Hayatımızın her alanında bulunan ve geride bıraktığımız 2018 yılında ciddi bir sorunla karşımıza çıkan bir madde, plastik. Plastiğin kendisi zararlı yanlarıyla çok fazla gündem olmasa da atık olduktan sonraki hali şuan dünyanın her yerinde ciddi bir sorun olarak karşımıza çıkmakta. Hayatımızı kolaylaştırması ve olumlu yanlarıyla birlikte plastiği kullanmaya başladık. Ancak kullandıktan sonrasını düşünmediğimiz plastiğin sadece doğada yıllarca kaybolmaması değil daha pek çok zararlı etkisi de söz konusu. Bunları düşünmeden önce plastik dediğimiz madde nedir ona bakalım.
Plastik, ısı ve basınç etkisi altında şekil verildikten sonra sertleşip hayatımızın pek çok alanında kullandığımız nesnelere dönüşen sentetik olarak (genellikle petrokimya sanayi ürünü) elde edilen organik bir polimerdir. Basit molekül grupları olan monomerlerin polimerize edilerek birleşmesi ve bu şekilde daha büyük moleküllü olan polimerlerin meydana gelmesi ile oluşan plastik, anlaşıldığı üzere de doğada saf halde bulamayacağımız ancak doğadaki ana maddelere dayalı olarak üretilen bir maddedir. Karbon (C), Hidrojen (H), Oksijen (O) ve Azot (N) atomları da plastiklerin iskeletini oluşturur.
*
Daha çok petrol ürünleri ile üretilenleri hayatımızın içinde olsa da plastiğin pek çok çeşidinden biri olan biyoplastik gibi biyolojik kaynaklardan da üretilebilen plastikler hayatımızda mevcut. İşte biyolojik kaynaklardan da üretilebiliyormuş gibi bir umuda kapılmadan önce söyleyeyim; evet biyolojik kaynaklarla da üretilebiliyor olsa da ne yazık ki tüm üretilen plastikler doğada kısa zamanda çözünme veya geri dönüşüm açısından doğadan yana değil. Bir kısım biyoplastik ürünler çevre dostu olsa da atık olarak zarar verenler de mevcut. Hayatımızdaki tüm plastikler de biyolojik kaynaklı değil maalesef.
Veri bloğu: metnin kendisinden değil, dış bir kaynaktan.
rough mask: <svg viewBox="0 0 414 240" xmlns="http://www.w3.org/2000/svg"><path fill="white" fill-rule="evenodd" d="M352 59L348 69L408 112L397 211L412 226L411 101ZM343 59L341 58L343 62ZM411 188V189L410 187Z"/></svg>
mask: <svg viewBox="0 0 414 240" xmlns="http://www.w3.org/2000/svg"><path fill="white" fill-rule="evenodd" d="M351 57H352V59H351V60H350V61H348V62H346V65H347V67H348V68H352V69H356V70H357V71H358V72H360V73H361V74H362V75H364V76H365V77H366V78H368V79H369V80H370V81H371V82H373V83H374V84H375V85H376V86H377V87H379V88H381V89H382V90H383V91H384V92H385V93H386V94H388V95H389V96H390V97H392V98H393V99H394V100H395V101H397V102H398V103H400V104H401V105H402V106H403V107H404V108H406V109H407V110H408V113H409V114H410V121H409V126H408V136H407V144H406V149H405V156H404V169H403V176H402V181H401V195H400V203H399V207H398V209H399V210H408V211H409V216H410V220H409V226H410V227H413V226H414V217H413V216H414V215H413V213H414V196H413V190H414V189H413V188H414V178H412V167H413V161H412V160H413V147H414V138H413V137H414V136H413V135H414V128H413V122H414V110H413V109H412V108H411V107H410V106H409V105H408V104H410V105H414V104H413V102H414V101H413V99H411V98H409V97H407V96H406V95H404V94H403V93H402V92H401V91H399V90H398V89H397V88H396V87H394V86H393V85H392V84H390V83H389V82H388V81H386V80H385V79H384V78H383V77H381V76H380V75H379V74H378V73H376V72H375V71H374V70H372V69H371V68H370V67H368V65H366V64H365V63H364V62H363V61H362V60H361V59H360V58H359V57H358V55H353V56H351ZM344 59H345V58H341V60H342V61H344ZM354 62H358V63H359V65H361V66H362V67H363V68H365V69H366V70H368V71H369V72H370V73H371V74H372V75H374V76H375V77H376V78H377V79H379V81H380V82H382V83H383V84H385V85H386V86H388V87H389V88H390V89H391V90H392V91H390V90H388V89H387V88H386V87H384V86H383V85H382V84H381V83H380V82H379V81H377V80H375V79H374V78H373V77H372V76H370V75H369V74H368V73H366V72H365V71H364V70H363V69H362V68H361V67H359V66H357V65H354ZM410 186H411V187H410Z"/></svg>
Yaşantımıza ilk adımı 19. yy. ortalarında atan plastik günümüze kadar her alanda kullanılmaya başlandı. Giydiğimiz kıyafetlerden bir an bile elimizden düşürmediğimiz telefonlara, mutfakta gıdalarımızı sakladığımız kaplardan satın aldığımız malzemelerin ambalajına, sağlığımız için kullandığımız diş fırçalarından ilaç kutularına, tıbbi malzemelere kadar daha pek çok alanda plastiği görmek mümkün. Neden tercih ettik peki? Sağlam, hafif, yalıtkan, kolayca şekil verilebilen ve maliyeti düşük bir malzeme olduğu için diyebiliriz başlangıçta. Daha pek çok seçenek de sayabiliriz belki. Mesela tıp alanında malzemelerin temizliği için harcanan zaman, emek ve para; plastik ve tek kullanımlık malzemelerin üretimiyle çok daha kolay hale geldi. Hayatımızdaki diğer alanlarda da olduğu gibi. Peki sonucunda ne oldu? Tek kullanımlık, pratik bu malzeme ile daha çok atık oluşmaya başladı. Plastiğin kendi başına bile temas veya hava yoluyla zararları da elbette mevcut. Belki başka bir yazıda sizinle beraber onu da detaylarıyla konuşuruz ancak önceliği şuan için ciddi bir sorun olan plastik atıklara verip devam edeyim.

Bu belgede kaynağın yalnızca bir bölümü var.